LEARNING LISP

Contents | ELIZA | Appendix: The Lisp Editor

The P-Lisp Interpreter

This chapter is intended for those who are curious about how a Lisp interpreter manages to do all the wonderful things described in the previous chapters. The chapter is a bit technical in nature and assumes the reader has a basic knowledge of bits, bytes, and similar aspects of computer internals. Although written specifically about the P-Lisp system, many of the concepts and methods employed here are used in many different Lisp systems.

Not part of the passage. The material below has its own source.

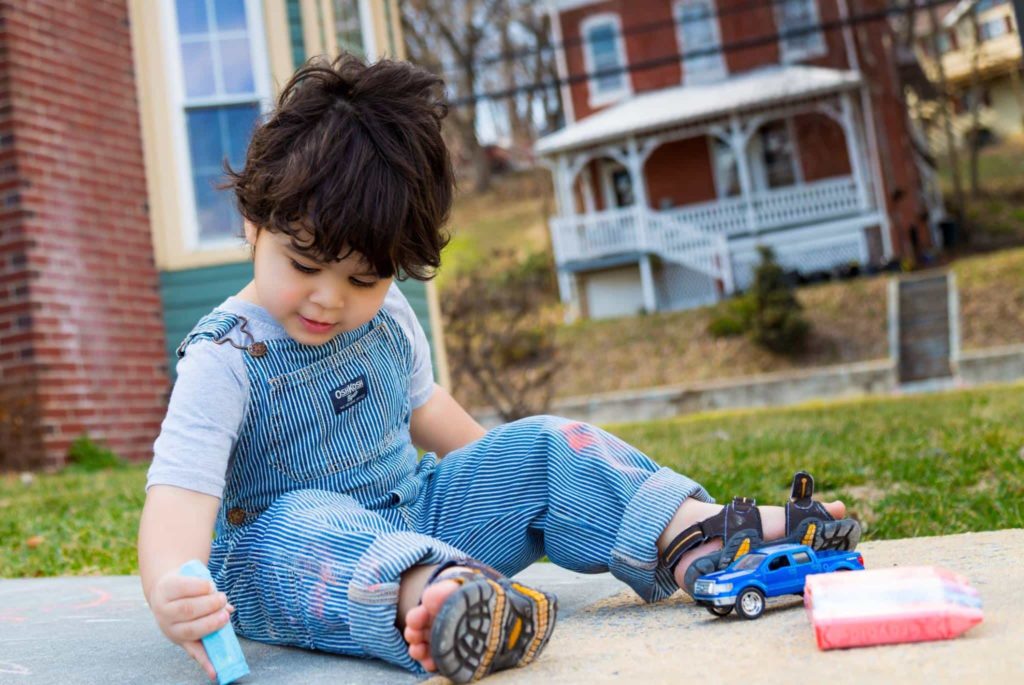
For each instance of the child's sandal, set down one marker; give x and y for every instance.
(489, 624)
(738, 524)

On its most fundamental level, a Lisp interpreter consists of little more than a set of routines to handle some fancy pointer manipulation (a pointer being an address of some location in memory). This simplicity is a direct result of the uniformity of Lisp data structures. As described below, the primary data structure, the list, maps quite easily onto an equivalent internal representation. The interpreter's simplicity is further enhanced by the non-necessity of a sophisticated parser, due to Lisp's rather simple syntax. Moreover, because Lisp is by definition a recursive language, the interpreter may be defined recursively as well, substantially reducing its complexity.

The P-Lisp workspace is divided into four-byte units called "cells." The first two bytes of a cell are called (naturally enough) the CAR of the cell, and the last two bytes are the cell's CDR. The cells are aligned on contiguous four-byte boundaries, so that the last two bits of a cell's address are always zero (see below). This is necessary because the last two bits may then be used as status flags or to describe a cell's contents.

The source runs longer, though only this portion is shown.